Timberlake shows off his bad self

Critic's Corner//Music

music review

August 28, 2006|By Rashod D. Ollison | Rashod D. Ollison,Sun Pop Music Critic

Justin Timberlake, the former "cute" one of *NSYNC, obviously wants to be as far removed from his plastic, boy-band/pop beginnings as possible.

And who can blame him?

Justified, his super-slick 2002 solo debut, bumped with meticulously crafted urban beats on top of which he added faux homeboy swagger. Though technically sharp, the album was devoid of substance, which (most times) doesn't really matter in pop anyway. The suburban-dude-goes-'hood formula worked for Timberlake, and Justified was certified platinum three times.

On Sept. 12, the former teen idol will finally release the follow-up, FutureSex/LoveSounds. To generate buzz for the clunky-titled album, Timberlake is on a national tour of small to medium-sized venues. And on Friday night, he stopped at Washington's 9:30 Club.

During the sold-out, 90-minute concert, Timberlake, 25, went out of his way to show how grown-up and "naughty" he is. He performed in a black business suit - tie and all; he grabbed his crotch and took swigs from a bottle of beer. He cussed and dirty danced to the screaming delight of the largely female audience.

Oh, Timberlake is so baaaad. But how about the music? With sharper beats and muscular bass lines, the songs he previewed from the new album are generally better than the ones on Justified. This time out, the Memphis, Tenn., native is delving further into R&B, coloring the music with deeper shades of Prince, Michael Jackson, even Rick James. But Timberlake still lacks what it takes to do it convincingly: soul.

Sure, he's a solid showman; he has been performing most of his life. The pop star has had plenty of urban-dance lessons, so he can slide, glide, pop and lock with the best of 'em. And his whimpering falsetto has matured and sounds smoother nowadays. But though Timberlake's material is tougher and more sophisticated, his vocal performances Friday night lacked character and nuance. He hit the notes but, like his former touring partner, the wailing Christina Aguilera, Timberlake doesn't seem to have the emotional range it takes to make his blue-eyed soul numbers believable.

However, he at least has the good sense to surround himself with fine musicians who can jam. On Friday night, Timberlake was backed by an all-black, 11-piece soul band that expertly folded in elements of opera, metal-rock, jazz and bass-heavy R&B. The show opened with a dramatic, bristly version of "Cry Me a River," Timberlake's hit kiss-off to former girlfriend Britney Spears. The version was much better than the recorded one, but the band ultimately overpowered the singer.

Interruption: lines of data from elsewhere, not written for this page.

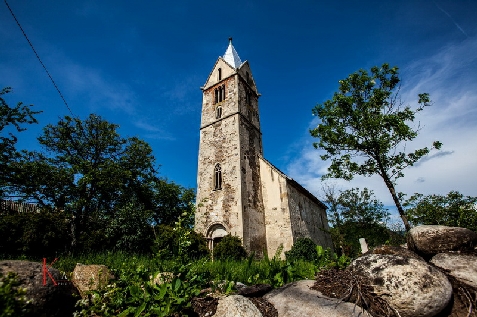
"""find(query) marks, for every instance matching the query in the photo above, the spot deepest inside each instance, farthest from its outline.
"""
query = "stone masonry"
(239, 192)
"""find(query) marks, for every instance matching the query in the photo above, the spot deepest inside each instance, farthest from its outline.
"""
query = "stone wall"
(308, 215)
(277, 213)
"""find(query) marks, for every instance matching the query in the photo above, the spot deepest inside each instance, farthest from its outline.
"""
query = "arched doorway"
(215, 234)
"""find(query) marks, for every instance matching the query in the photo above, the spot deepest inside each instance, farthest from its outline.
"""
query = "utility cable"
(39, 59)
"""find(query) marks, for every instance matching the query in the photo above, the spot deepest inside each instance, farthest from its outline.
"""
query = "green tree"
(11, 119)
(363, 128)
(453, 209)
(90, 171)
(170, 201)
(356, 214)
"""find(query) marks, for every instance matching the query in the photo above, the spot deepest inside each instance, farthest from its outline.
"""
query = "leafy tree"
(13, 119)
(356, 214)
(363, 128)
(453, 209)
(35, 234)
(90, 172)
(170, 201)
(131, 229)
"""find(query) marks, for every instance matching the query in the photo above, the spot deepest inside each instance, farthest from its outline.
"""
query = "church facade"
(238, 191)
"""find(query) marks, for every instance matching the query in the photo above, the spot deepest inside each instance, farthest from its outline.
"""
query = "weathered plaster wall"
(254, 238)
(213, 79)
(277, 213)
(219, 143)
(308, 217)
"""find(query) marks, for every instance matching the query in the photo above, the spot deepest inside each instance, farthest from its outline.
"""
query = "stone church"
(238, 191)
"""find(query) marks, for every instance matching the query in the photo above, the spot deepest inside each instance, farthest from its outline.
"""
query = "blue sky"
(141, 64)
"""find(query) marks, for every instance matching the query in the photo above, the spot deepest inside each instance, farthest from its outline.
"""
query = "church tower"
(238, 191)
(229, 192)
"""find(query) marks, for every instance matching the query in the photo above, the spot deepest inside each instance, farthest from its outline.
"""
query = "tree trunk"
(390, 186)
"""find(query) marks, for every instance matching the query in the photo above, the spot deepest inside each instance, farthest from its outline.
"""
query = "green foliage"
(36, 234)
(454, 210)
(13, 302)
(135, 293)
(185, 243)
(302, 249)
(229, 248)
(89, 171)
(170, 201)
(356, 214)
(131, 230)
(11, 119)
(107, 186)
(364, 126)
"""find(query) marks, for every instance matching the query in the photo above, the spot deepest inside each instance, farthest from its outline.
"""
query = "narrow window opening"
(218, 177)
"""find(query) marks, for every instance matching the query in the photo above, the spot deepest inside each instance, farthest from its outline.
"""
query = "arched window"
(218, 177)
(219, 94)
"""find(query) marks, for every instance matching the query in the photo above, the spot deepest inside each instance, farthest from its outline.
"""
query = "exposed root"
(354, 289)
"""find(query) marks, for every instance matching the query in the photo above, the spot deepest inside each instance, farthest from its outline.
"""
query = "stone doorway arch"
(215, 234)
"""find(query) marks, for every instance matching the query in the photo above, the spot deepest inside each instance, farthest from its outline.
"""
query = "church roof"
(231, 56)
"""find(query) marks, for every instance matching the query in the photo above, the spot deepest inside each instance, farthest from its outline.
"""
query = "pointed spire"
(231, 56)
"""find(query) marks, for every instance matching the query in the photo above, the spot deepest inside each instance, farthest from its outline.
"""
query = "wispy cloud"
(449, 77)
(452, 19)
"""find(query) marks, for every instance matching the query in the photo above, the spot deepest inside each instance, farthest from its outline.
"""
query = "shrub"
(230, 248)
(302, 249)
(12, 297)
(174, 242)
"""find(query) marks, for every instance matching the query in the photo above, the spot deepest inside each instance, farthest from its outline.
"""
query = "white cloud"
(449, 77)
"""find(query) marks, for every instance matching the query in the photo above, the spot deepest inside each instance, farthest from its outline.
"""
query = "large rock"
(46, 300)
(430, 240)
(395, 250)
(298, 300)
(411, 286)
(236, 306)
(90, 277)
(462, 267)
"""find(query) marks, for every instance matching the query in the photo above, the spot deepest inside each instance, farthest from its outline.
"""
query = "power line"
(39, 59)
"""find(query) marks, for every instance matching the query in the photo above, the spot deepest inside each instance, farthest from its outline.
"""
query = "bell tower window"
(218, 177)
(219, 94)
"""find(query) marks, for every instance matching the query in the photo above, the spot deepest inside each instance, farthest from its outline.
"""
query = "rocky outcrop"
(90, 277)
(298, 300)
(236, 306)
(409, 285)
(462, 267)
(430, 240)
(45, 300)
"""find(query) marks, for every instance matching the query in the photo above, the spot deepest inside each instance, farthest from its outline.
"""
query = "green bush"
(179, 242)
(230, 248)
(34, 234)
(12, 298)
(302, 249)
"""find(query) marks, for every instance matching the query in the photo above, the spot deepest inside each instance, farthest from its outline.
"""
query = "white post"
(364, 245)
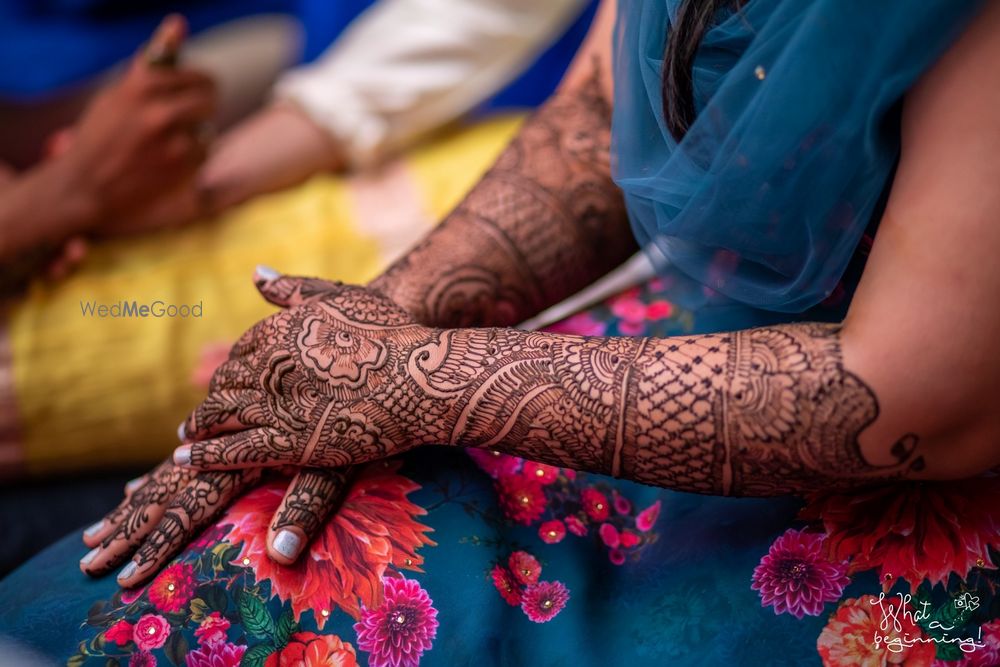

With Timberlake at the Fender Rhodes keyboards, he and the band locked a deep, Latin-tinged groove on "Senorita," a highlight from Justified. The performer was at his most playful here, falsely ending the number three times. Afterward, Timberlake introduced his new songs, starting with a squishy funk cut through which his falsetto slithered and quivered. Actually, he didn't do much singing. The band worked the groove as Timberlake slid across the floor, impressing the chicks with his studied b-boy swagger.

He strutted his stuff, strummed an acoustic guitar and sang hard on "Like I Love You," perhaps the best song from his solo debut. Near the end of it, he abruptly shifted the spare dance-pop confection to explosive grunge, interpolating elements of Nirvana's "Smells Like Teen Spirit." Oddly, the combination worked.

"Until the End of Time," a pretty, quiet-storm cut off FutureSex, would have been moving if Timberlake's vocals weren't so faceless. And the same is true for "What Goes Around," a mid-tempo number that dragged toward the end. But he picked up the pace with the biggest hit from Justified, "Rock Your Body," which on Friday night interpolated Vaughn Mason's 1980 disco-funk classic "Bounce, Rock, Skate, Roll." Timberlake ended the show with his latest single, "SexyBack," during which he brought on stage the song's producer, the masterful Timbaland. As the Virginia-raised beatmaker and rapper shadowed the singer, the band pushed the electronic R&B banger into a joyous go-go groove. The music was hot. You almost forgot Timberlake was even on the stage.